So you like cold starts? How about the resurrection of a 750-horsepower V12 tank engine that’s been asleep for two decades? This video delivers exactly that: the legendary Continental AVDS-1790-2DR coming to life for the first time in 20 years, and it does not disappoint.
This beast powered the M88 Armored Recovery Vehicle, the muscle behind tank recovery operations. Think of it as the battlefield tow truck from hell. The AVDS-1790-2DR is an air-cooled, twin-turbocharged, 12-cylinder diesel engine, developed for heavy armored platforms like the M88 and earlier Patton tanks. Built to take abuse, keep cool without water, and move 60+ ton vehicles across any terrain.
It’s a direct descendent of the gasoline AV-1790 used in early tanks. The diesel version increased torque, reduced fire risk, and made field operations more efficient. You could swap one out in the field, bolt it into an M88, and get rolling again.
Tech Heads Take Note:
- Displacement: 1790 cubic inches (29.3L)

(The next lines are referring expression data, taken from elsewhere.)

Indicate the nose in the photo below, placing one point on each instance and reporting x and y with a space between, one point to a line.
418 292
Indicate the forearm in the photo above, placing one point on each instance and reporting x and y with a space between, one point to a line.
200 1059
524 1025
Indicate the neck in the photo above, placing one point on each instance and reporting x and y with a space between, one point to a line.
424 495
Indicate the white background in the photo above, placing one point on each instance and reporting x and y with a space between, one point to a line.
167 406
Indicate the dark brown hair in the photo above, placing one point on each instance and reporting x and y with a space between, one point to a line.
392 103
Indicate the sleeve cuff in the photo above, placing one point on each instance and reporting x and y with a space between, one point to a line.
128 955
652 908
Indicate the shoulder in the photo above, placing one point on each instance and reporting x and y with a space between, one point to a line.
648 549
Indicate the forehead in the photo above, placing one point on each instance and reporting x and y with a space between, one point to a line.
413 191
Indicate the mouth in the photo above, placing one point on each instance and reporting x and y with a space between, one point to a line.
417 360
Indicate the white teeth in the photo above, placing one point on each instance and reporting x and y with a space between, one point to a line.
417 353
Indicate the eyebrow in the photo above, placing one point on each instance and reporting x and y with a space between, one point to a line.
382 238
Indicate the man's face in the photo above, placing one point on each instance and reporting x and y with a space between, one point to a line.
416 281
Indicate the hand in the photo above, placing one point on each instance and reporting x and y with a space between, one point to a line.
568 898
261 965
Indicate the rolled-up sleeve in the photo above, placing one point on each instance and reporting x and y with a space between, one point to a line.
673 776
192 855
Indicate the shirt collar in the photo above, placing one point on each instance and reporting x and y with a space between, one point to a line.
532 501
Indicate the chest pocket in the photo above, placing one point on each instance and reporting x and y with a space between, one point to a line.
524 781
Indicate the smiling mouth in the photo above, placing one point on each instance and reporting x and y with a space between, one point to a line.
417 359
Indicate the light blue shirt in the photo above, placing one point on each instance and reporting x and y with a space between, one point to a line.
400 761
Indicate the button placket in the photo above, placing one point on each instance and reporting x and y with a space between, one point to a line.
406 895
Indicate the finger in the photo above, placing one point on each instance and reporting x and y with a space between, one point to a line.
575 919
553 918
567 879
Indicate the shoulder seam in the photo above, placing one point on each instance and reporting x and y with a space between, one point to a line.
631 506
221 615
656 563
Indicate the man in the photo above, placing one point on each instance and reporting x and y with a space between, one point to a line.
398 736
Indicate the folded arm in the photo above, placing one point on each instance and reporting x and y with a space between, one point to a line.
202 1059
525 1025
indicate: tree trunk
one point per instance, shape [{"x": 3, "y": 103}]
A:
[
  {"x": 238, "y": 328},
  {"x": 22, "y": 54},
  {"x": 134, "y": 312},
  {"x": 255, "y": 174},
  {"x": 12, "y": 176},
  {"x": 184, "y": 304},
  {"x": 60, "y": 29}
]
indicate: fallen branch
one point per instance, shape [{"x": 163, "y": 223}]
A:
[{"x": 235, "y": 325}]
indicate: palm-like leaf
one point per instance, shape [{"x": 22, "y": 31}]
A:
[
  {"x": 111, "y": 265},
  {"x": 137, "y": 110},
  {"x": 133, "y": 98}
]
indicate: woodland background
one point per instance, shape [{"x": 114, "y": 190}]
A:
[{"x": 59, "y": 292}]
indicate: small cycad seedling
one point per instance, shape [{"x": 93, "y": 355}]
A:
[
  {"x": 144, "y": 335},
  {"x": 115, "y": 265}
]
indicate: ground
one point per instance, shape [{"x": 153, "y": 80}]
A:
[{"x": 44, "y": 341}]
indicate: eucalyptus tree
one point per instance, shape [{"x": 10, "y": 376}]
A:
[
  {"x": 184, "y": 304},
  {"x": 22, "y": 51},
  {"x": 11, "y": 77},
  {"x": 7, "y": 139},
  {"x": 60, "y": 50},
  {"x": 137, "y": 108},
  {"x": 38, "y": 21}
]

- Power: ~750 HP at 2,400 RPM
- Torque: Enormous. Like, pull-a-tank-out-of-a-swamp enormous
- Weight: Over 3,000 lbs, dry
This thing is massive. You don’t just start it. You unleash it.
One critical detail: there are no cooling fans running during this test. That has commenters raising eyebrows—and rightly so. These engines are designed to operate with a massive fan moving air across finned cylinders. But for a brief test fire? It’ll survive.
Bottom line? If you’ve ever wondered what 29 liters of military diesel fury sounds like after 20 years of silence, this is your answer. Pure tank soul. Turn up your speakers!